My favorite investor is Walter Schloss, and although I presume he invested in special situations from time to time, he built his exemplary track record (20% returns for 47 years) on the foundation of buying cheap stocks. I doubt that he thought of his strategy this way, but he was essentially using cheapness as his catalyst. He simply tried to buy stocks cheap that had low amounts of debt, with the idea that eventually, these lowly levered companies as a group would survive, and thus the stock price and the valuation would rise (revert to the mean). In some instances, the businesses improved and that represented enormous upside potential for the stocks in his portfolio.

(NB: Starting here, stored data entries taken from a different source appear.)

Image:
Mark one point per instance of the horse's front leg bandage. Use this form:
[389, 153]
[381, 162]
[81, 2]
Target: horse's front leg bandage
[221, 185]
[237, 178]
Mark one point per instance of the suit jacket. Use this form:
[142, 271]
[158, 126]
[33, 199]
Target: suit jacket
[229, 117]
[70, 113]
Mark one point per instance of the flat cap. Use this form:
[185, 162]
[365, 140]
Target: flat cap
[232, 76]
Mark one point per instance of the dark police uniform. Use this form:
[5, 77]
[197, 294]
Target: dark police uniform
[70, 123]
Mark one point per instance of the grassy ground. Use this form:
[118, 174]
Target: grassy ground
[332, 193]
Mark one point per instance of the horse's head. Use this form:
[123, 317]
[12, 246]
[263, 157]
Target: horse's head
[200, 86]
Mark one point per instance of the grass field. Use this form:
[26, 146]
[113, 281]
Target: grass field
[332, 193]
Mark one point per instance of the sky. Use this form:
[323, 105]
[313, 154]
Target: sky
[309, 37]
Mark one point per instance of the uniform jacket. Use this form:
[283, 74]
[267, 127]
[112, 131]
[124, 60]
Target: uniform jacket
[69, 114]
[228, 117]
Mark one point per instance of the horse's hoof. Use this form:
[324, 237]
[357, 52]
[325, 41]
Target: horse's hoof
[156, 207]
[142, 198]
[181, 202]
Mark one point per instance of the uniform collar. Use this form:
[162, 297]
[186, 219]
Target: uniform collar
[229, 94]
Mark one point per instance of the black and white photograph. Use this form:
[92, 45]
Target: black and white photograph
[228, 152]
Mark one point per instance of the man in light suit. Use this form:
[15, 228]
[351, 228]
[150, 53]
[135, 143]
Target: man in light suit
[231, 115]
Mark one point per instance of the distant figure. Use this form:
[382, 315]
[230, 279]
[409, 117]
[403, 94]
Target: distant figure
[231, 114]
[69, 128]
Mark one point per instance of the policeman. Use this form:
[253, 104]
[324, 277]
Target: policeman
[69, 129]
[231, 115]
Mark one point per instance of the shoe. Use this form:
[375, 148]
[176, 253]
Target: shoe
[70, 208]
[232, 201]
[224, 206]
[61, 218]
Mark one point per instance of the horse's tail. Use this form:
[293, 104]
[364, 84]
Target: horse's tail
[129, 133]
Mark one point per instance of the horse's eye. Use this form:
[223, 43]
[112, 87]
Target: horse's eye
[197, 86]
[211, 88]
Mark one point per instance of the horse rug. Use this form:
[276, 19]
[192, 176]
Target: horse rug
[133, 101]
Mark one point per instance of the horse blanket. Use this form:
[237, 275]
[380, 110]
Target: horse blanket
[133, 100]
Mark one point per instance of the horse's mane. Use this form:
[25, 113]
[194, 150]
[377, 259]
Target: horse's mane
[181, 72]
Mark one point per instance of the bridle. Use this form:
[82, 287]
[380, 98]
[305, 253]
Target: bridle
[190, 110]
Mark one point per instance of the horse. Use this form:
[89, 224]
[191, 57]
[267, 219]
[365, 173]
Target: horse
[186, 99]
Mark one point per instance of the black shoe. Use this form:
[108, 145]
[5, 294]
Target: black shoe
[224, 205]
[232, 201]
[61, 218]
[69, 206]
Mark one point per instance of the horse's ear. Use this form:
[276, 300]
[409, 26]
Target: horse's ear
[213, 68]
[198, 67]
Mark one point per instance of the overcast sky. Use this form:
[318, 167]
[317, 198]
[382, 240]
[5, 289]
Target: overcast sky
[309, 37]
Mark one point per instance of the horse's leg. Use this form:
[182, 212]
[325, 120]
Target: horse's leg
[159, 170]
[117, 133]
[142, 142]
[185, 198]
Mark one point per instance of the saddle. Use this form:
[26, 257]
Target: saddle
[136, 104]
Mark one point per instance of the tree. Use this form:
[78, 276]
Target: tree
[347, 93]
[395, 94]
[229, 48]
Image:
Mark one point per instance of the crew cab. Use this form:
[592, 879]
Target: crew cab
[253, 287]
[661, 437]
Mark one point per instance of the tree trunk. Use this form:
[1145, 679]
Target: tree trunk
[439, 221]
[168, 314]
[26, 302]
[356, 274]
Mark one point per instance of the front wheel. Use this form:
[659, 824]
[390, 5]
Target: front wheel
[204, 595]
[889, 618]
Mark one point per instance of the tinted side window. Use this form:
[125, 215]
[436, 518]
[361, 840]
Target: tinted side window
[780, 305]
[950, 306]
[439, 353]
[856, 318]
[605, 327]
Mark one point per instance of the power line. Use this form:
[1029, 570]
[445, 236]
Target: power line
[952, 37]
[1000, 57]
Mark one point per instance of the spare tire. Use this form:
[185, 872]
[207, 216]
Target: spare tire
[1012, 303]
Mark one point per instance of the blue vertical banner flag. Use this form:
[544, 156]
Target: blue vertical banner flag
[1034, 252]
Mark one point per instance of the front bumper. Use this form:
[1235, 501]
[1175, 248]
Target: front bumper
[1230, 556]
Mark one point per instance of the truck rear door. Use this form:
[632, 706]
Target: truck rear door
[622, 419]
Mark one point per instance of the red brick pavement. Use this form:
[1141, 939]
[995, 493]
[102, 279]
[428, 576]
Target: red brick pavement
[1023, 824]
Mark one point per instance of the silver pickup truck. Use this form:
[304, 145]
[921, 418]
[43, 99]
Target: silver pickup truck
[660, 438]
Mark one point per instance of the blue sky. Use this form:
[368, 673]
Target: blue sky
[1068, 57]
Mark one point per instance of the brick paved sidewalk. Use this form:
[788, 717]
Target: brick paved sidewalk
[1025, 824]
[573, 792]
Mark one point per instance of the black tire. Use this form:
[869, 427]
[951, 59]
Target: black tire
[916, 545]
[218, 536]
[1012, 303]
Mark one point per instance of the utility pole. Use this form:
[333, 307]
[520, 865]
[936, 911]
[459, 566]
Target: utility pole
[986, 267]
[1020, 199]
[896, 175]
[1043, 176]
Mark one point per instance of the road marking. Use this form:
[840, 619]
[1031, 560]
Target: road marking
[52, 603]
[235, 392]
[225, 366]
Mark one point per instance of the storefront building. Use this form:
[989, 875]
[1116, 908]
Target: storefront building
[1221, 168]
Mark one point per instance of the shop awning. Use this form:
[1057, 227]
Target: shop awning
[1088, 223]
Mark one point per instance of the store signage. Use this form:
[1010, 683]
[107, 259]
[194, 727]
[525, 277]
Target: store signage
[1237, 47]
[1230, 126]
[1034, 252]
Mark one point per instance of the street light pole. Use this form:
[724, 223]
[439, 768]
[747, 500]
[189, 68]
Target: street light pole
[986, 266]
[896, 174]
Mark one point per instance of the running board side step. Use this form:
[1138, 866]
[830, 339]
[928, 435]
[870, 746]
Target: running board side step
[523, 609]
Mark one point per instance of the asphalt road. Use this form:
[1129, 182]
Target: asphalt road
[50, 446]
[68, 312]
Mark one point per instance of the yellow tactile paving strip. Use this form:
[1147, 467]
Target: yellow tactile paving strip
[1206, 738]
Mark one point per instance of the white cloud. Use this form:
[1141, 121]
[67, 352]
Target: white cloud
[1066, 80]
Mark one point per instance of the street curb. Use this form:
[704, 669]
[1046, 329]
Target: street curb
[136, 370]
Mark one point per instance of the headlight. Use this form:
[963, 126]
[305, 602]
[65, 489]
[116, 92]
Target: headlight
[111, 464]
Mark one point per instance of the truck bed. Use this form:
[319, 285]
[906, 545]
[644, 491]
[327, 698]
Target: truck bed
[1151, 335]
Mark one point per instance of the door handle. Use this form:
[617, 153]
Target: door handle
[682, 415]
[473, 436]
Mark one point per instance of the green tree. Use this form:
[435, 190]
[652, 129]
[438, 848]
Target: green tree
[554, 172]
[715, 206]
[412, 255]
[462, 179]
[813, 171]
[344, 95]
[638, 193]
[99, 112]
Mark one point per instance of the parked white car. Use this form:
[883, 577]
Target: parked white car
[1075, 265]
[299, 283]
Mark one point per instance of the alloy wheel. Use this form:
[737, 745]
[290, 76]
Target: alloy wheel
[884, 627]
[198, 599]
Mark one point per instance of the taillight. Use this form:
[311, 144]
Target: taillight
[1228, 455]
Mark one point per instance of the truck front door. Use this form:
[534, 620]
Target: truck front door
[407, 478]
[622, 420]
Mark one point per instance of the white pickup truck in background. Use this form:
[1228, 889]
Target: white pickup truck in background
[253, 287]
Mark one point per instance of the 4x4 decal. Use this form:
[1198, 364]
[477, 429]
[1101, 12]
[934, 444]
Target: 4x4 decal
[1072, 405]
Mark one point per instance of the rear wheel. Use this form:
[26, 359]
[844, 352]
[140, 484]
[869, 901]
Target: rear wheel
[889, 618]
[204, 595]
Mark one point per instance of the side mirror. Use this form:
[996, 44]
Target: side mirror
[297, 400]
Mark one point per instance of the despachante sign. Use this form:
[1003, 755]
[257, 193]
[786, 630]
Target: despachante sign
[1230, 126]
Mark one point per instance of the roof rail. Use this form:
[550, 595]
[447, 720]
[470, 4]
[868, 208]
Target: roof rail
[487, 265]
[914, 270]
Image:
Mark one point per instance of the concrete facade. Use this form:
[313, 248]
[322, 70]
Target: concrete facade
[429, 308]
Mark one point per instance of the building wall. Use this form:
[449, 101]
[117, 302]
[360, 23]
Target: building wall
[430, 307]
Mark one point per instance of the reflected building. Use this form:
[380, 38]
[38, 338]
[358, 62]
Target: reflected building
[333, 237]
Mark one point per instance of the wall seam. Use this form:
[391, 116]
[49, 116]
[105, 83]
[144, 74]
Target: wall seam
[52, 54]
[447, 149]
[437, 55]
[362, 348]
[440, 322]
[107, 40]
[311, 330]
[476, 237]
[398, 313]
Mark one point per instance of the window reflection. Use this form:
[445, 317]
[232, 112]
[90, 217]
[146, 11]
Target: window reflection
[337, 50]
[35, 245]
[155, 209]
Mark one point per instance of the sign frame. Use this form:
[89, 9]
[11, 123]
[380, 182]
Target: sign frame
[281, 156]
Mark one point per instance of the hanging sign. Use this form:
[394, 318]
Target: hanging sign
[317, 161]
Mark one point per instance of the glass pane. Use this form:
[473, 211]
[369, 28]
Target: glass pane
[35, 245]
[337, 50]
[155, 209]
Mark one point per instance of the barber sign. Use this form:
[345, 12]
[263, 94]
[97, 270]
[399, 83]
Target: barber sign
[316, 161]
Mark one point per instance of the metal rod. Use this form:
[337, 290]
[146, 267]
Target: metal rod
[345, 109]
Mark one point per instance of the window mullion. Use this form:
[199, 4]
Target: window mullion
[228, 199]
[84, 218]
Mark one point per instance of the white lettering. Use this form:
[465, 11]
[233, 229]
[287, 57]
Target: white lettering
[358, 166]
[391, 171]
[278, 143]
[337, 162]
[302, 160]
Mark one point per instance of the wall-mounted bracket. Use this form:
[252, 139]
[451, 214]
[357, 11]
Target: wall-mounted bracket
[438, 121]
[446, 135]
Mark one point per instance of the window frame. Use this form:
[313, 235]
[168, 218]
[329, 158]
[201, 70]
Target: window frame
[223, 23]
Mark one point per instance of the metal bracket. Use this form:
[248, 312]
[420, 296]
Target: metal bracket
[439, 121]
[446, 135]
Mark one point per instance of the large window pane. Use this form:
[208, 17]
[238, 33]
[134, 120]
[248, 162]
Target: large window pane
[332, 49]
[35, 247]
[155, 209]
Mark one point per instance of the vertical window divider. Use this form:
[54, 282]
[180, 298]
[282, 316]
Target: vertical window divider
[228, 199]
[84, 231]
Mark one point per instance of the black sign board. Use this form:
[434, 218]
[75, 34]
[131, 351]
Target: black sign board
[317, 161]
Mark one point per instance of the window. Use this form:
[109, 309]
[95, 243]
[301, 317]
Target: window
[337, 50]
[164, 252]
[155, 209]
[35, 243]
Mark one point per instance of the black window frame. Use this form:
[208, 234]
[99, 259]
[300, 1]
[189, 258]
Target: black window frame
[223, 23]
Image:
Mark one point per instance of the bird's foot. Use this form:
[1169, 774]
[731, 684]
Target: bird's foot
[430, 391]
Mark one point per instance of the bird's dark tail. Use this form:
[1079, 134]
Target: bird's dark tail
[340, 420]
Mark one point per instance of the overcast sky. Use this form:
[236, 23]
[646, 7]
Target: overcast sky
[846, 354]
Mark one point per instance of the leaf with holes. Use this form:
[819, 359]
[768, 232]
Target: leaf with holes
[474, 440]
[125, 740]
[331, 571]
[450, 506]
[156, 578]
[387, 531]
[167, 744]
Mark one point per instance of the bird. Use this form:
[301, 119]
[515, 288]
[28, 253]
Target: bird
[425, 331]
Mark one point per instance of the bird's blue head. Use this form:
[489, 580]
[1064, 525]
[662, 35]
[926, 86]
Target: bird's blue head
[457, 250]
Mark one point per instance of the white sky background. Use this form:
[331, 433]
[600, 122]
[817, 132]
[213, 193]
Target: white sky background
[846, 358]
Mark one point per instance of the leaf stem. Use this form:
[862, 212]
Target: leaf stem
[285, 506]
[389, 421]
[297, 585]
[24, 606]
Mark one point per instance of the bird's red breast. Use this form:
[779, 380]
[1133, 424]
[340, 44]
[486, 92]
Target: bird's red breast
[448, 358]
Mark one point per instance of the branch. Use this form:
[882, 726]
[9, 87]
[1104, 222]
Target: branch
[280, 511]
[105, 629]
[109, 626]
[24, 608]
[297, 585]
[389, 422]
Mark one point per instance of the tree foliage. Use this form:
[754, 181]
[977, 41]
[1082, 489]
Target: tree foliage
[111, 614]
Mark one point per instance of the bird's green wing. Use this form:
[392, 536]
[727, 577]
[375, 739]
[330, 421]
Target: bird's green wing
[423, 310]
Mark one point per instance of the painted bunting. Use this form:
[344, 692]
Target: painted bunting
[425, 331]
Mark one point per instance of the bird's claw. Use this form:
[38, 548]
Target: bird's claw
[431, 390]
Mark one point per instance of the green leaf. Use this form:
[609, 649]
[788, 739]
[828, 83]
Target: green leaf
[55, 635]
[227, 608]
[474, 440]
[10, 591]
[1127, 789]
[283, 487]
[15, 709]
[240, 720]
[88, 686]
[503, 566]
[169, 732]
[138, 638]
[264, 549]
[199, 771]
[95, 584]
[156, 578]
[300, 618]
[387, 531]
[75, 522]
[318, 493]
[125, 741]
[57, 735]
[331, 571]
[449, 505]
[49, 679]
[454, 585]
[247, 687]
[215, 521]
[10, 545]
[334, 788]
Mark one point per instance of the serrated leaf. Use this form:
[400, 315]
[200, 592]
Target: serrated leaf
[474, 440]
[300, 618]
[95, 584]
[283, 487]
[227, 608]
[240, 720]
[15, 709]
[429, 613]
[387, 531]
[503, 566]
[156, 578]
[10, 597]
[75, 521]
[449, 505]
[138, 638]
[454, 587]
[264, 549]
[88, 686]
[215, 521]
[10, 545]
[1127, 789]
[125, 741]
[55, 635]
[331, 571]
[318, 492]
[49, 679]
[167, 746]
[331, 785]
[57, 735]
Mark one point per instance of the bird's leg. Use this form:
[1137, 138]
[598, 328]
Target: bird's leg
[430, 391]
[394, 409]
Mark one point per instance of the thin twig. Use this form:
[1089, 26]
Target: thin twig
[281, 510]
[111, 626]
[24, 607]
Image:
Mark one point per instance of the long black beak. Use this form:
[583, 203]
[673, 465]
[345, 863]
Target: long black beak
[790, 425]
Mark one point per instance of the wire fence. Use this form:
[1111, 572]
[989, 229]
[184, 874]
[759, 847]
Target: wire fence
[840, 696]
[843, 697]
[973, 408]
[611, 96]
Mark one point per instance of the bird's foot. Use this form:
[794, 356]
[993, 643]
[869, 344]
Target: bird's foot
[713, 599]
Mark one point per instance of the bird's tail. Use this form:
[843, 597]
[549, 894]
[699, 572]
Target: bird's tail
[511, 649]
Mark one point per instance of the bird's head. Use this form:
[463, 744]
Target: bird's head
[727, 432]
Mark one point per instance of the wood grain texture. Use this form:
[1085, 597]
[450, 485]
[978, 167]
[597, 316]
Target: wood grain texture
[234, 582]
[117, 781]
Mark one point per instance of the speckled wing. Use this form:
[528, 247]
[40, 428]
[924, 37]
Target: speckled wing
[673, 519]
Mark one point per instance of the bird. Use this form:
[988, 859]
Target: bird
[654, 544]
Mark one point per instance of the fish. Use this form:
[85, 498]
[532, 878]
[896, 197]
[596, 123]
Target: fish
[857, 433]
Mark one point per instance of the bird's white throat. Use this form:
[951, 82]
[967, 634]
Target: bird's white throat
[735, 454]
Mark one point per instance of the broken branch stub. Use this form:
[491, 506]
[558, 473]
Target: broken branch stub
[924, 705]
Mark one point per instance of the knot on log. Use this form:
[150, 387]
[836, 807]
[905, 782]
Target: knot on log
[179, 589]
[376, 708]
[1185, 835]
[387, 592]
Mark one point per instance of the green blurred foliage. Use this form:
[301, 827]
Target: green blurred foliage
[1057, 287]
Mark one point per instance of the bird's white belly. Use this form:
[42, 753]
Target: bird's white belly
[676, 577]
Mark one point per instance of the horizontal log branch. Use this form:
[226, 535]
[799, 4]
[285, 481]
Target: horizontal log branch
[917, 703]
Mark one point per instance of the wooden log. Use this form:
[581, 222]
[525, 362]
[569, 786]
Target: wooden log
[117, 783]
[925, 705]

So I try not to worry too much about catalysts. It's a buzz word on Wall Street, and many investors are obsessed with identifying a catalyst. There is certainly nothing wrong with spending time identifying, evaluating, and analyzing a catalyst if you have the skills and time to do that. There are some outstanding investors I follow that do this regularly, and I learn a lot by reading their fund letters and blogs. I am always trying to improve. But the one thing to keep in mind is that if you properly identify cheap stocks, valuation often works as your tail wind, providing you with a built-in catalyst.


Two Examples of Stocks where Value became the Catalyst



Dell Inc. (DELL, Financial) and Ebix Inc. (EBIX, Financial) are two stocks that I've followed for some time now as both have shown up on Greenblatt's screen for months. I list these together because they have numerous similarities: Both got cheap because of certain problems, both have similar quality metrics such as above-average returns on capital, both are involved in a pending buyout, and both have CEOs with large stakes in the business.


We own DELL, but unfortunately didn't take a position in EBIX. I didn't get comfortable with the accounting, but that stock represents an interesting study on its own about how markets inefficiently price event risk and other uncertainties. I'll have a post discussing these two stocks, and why I might still take a position in EBIX, which has just agreed to sell itself to Goldman Sachs for $20 per share.


But both of these stocks became extremely cheap and both turned out to be special situations, but before the mergers were announced, these stocks began to appreciate significantly. This happens a lot with stocks that have problems, but become extremely cheap. At some point, value creates its own catalyst. Water finds its level, and mean reversion kicks in. It happens over and over and there will be plenty of other opportunities to capitalize on.